Outcomes Comparison and Statistical Analysis
For comparison of OS, HR with corresponding 95% confidence interval (CI) was used. HR value (reference: negative or low expression group) greater than 1 indicated a strong association between positive or high expression and poor outcome. Random effect models were used because of between-study heterogeneities (explored by I2). STATA statistical software (version 12.0, Stata Corporation, College Station, TX, USA) was utilized to conduct the meta-analysis. Begg’s funnel plot and Egger’s tests were used to assess publication bias. Sensitivity analysis was performed by omitting studies included one by one. A P value less than 0.05 was considered statistically significant. If additional key data were absent in the article, the corresponding author of each report was contacted by e-mail.

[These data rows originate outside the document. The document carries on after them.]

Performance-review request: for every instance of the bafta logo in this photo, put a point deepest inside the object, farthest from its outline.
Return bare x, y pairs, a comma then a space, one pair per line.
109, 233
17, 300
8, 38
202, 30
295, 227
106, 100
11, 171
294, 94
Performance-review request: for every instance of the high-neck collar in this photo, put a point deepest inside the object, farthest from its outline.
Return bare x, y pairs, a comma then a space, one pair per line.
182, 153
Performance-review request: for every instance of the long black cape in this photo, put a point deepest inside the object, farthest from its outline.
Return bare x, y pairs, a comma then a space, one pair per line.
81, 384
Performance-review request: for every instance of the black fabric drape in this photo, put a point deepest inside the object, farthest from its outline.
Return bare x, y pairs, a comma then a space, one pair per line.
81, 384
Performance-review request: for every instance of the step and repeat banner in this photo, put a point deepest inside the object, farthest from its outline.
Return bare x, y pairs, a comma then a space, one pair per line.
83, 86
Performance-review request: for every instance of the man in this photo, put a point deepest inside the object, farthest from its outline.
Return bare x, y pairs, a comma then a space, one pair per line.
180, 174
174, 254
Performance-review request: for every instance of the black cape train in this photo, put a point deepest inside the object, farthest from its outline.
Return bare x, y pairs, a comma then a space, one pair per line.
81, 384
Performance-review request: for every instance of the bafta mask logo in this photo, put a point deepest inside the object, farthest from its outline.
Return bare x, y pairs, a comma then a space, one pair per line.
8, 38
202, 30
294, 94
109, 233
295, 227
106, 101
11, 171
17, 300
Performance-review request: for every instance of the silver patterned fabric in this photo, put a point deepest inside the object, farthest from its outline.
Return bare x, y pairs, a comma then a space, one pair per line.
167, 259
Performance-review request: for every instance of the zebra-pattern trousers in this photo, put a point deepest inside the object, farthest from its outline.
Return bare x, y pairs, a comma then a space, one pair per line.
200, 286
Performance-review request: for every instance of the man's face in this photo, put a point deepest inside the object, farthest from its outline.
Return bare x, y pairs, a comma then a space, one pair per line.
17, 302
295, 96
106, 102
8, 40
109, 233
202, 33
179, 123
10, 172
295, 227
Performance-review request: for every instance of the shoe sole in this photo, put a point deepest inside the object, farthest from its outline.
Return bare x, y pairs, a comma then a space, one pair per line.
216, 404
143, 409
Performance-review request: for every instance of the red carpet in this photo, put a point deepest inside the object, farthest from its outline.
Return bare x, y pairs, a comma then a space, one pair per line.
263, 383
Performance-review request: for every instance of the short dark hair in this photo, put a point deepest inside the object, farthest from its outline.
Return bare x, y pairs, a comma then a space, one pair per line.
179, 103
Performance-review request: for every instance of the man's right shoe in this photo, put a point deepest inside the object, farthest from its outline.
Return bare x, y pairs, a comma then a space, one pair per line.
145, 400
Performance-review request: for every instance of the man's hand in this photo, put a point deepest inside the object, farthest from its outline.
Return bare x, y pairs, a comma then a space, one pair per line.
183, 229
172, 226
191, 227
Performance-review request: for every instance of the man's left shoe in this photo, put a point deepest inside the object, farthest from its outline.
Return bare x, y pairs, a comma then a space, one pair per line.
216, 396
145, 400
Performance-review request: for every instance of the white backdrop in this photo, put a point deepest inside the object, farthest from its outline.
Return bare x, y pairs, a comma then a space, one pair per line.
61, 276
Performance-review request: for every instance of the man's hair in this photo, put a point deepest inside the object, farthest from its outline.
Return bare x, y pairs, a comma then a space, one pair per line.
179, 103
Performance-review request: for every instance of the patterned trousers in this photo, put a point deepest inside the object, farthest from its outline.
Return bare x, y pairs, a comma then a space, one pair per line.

Study Selection and Patients Characteristics
All the 5 studies finally included were retrospective nonrandomized studies published between 2004 and 2012, with a total of 249 patients, of which 94 (37.75%) were in positive or high expression group and 155 (62.25%) in negative or low expression one. The mean or median age of patients included was in 50s or 60s. The proportions of male patients ranged from 50.98% to 67.14%. The sample size for these studies varied from 27 to 70. The studies were conducted in Japan (3 studies) and China (2 studies). The maximum follow-up length of the studies ranged from 60 to 100 months. Study characteristics and quality scoring were summarized in S1 Table.
Survival Hazard Ratios
The pooled HR for positive or high expression group was found to be 3.04 (95% CI 2.25–4.12) when compared with negative or low expression group with slight between-study heterogeneities (I2 3.10%, P = 0.39). The result indicated that a positive or high expression level of MUC4 was significantly related to poor survival in patients with resected CC. Fig 2 illustrated the results of the meta-analysis.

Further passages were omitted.